The study highlighted in this article introduces an inexpensive empirical method for determining the total thermal resistance (TTR) index of a building by calculating it as a result of measuring the exact heat loss over a short time and recording interior/exterior temperature difference for that same period. The TTR index is calculated with the formula:
TTR = ΔT/Q
Where:
ΔT is the temperature difference in C; and
Q is the heat loss rate in kWh/h.
For example, if the recorded exterior temperature over a span of 24 hours is −20 C and the measured heat loss/consumption is 240 kWh in order to keep the interior temperature at 20 C, then the TTR index, say, for a 40-year-old house in Prince George, would be calculated using the equation above as:
TTR = ΔT/Q = (20 – [−20]) / (240 / 24) = 4
The proposed TTR index accounts for the combined R-values of all building components, air leaks, and dimensions. It can provide a very good indication of the energy needs of a specific house. A high TTR index can mean a well-built home, with good insulation and airtightness, but it can represent low energy needs associated with a smaller house as well.
This works similarly to the rating of cars for fuel consumption. Sometimes, high engine performance alone can be deceiving when assessing the overall consumption of the car. A brand new pickup truck can have very good engine fuel efficiency, but it still may consume a lot of gas because of its size. Nowadays, many energy-conscious people are equally interested in energy efficiency and downsizing their own energy needs. TTR index can be easily converted into actual energy consumption for space-heating by estimating the energy efficiency of the heating system, the exterior temperature, and the desired interior temperature.

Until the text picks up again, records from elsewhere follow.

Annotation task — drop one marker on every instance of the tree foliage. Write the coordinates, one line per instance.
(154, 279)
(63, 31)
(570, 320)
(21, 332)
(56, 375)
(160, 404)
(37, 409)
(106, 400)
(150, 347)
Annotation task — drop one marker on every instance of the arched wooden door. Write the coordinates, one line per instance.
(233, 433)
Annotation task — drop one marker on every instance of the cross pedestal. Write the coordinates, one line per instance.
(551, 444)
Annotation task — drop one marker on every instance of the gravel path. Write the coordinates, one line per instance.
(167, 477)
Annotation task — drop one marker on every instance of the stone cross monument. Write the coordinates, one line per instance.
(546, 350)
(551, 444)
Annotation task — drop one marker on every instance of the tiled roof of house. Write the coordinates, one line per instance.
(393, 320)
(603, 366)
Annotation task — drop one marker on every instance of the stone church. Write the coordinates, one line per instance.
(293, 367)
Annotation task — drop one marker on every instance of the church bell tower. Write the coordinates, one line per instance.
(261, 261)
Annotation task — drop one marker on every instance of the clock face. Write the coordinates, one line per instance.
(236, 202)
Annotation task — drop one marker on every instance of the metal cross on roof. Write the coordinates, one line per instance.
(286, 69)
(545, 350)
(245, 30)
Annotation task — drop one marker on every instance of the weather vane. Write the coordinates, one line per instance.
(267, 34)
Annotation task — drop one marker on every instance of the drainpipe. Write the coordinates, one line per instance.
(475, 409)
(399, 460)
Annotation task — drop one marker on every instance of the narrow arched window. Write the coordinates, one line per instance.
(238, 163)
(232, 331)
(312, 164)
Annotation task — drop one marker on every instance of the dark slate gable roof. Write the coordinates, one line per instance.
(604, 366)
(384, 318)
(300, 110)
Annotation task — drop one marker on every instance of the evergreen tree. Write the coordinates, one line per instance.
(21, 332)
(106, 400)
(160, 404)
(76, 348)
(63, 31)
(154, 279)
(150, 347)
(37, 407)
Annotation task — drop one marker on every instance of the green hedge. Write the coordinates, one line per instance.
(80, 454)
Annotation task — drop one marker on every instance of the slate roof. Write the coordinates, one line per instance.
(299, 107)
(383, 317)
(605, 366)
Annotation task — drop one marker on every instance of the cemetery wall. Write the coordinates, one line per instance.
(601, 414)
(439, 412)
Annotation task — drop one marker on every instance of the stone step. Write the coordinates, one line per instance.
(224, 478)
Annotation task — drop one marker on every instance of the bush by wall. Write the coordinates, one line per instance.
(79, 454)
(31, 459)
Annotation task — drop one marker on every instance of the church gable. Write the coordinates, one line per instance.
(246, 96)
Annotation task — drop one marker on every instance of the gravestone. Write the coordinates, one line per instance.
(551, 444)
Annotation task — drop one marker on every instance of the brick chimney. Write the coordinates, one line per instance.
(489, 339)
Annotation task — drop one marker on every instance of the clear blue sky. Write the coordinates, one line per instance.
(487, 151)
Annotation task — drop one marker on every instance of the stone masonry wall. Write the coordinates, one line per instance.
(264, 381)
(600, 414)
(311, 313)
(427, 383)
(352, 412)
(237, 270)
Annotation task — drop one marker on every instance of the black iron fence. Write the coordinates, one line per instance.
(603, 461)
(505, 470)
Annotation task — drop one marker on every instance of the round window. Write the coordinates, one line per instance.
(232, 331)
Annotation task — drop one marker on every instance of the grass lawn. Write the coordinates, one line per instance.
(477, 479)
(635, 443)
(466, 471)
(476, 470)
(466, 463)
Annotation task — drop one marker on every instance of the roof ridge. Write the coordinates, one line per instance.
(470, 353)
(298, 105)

For the existing Canadian residential building sector, the research project’s very rough estimates suggest the values of TTR indexes would be on a scale of 1 to 10, with TTR-1 being the most energy-demanding house and TTR-10 the least energy-demanding. The results of this experiment showed Shed 1 with reflective foil as vapour barrier had the highest TTR index (TTR-90) of all shed configurations. This corresponds to the least heat loss or energy needs for space-heating. Shed 2 with poly vapour barrier had the lowest TTR index (TTR-82).

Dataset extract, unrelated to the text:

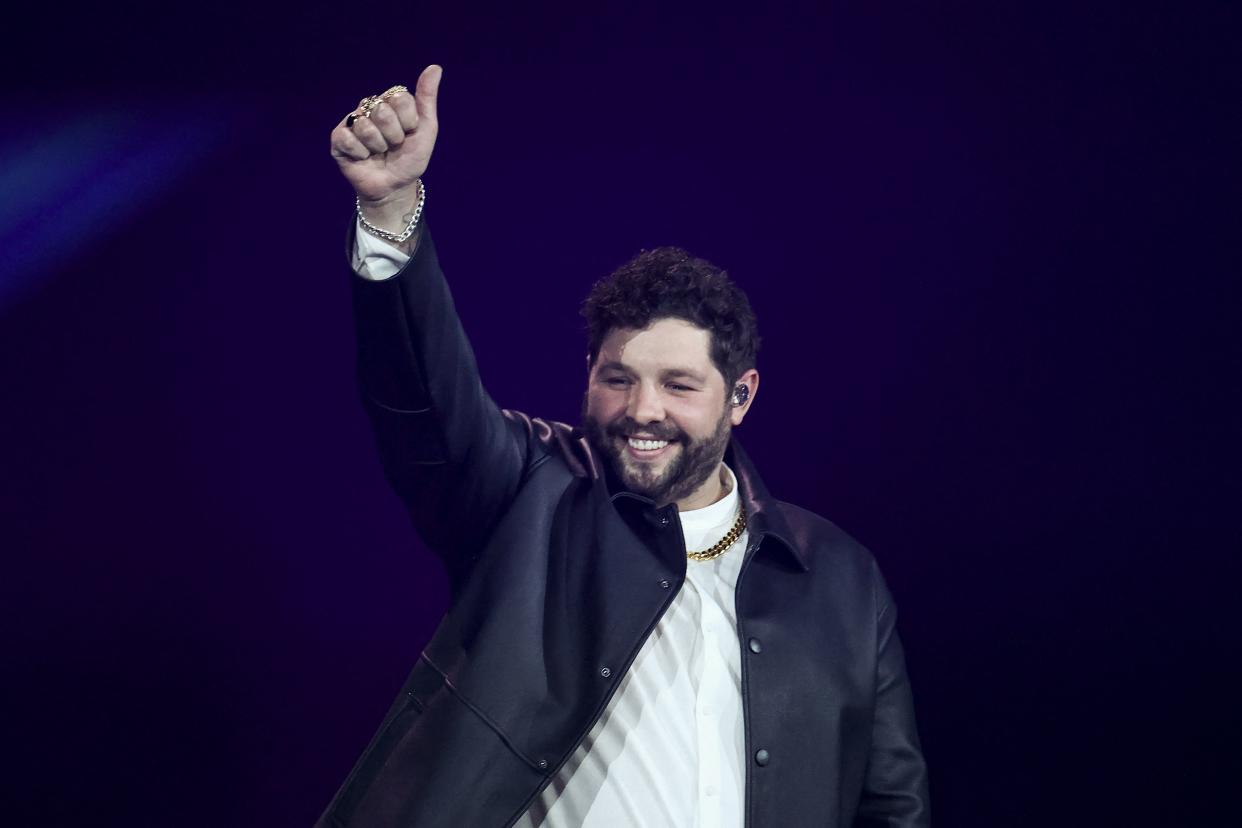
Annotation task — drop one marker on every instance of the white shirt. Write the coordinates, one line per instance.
(670, 747)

It is evident the high values of TTR indexes in this experiment are the consequence of a small interior space in conjunction with good wall insulation. However, a house may require 20 times more heat than an insulated shed. Thus, the TTR index of a house may be 20 times smaller than the TTR index of a shed—probably in the expected range from 1 to 10.
The calculation of the TTR index should be independent of temperature difference, as it is only a measure of insulation and size of the building structure. For example, replicating the measurements in the same Shed 2 for a second week generated the same value for the TTR index (Figure 5), although the temperature differential was different (DT decreased by approximately nine per cent).
There was no difference in recorded RH between the two sheds (i.e. reflective foil versus poly). In fact, the recorded humidity was quite low—a subsequent study may include humidifiers installed in each shed, which may affect heat transfer as well.